19-year-old Jee-won M. Arkoi, who is reading Social Works at the Mother Patern College of Health Science, also writes poems to express her feelings. 

A poem to her father, called the “Best Dad Ever” won her a trip to the US. It was sponsored by the U.S. Embassy in Liberia. 

But on Sunday, she read a poem entitled: “My Mother’s Pain.” In it she tells the struggle many mothers go through under heavy down pour of rain to buy ‘country rice’ for their children, and how walking in the Redlight Market mud, and passing by zogoes (miscreants) are all parts of the everyday struggle faced by them.  

A proud father, Augustine S. Arkoi of the New Hope Academy, said he never knew he had a gifted daughter until she wrote him the Father’s Day’s poem: “The Best Dad Ever.” He encouraged her to have it published in a newspaper, which she was reluctant to do but later did and that paid off. 

“I could not believe she wrote that poem. When I asked her who wrote it for her, she got vexed and asked, ‘Dad, who will write for me?’ That poem can go as a universal poem for any dad. I am so proud of Jee-won, and the program.”

Dr. Patricia Jabbeh Wesley, Prof. of English Literature and Creative writing, is the brain behind the poetry group. 

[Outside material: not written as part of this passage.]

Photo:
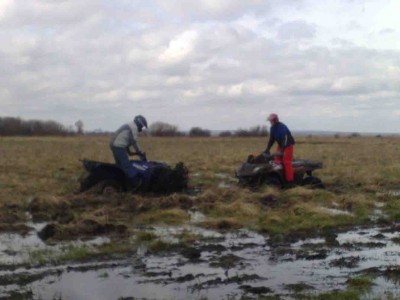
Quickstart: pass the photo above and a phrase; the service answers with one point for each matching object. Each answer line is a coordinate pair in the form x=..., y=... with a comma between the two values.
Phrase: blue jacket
x=282, y=135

According to Dr. Wesley, the group’s aim is to inspire young people for excellence. She stated that the group is using literature as a base to inspire future generations of Liberians to focus on their education. 

“This is the third year of having poetry training workshops in Liberia. We train Jr, and Sr high school students and we conduct training workshops for college students as well. We help them to write properly,” she said.

“Our doors are open to all young writers. We take junior and senior high students, who want to learn how to write.

Dr. Welsey is also conducting similar training in faraway Maryland County, where she hails from.  

“Maryland County is where I am from, so I have to give back to my people who raised me.” 

Dr. Wesley has written five books of poetry with over a hundred poems in each of her books. She is now on her sixth book. She added: “My works have been published in the Harvard Review and in a hundred publications.” 

Many of her poems speak about Liberia. 

“I write about Liberia because I love my country. I write a lot about our people; our culture, our values. I write about our beautiful women, children our ethnicity. I write about our war, the Ebola, about unity. I even write about our food, our African lappa, and our beautiful natural reserves.”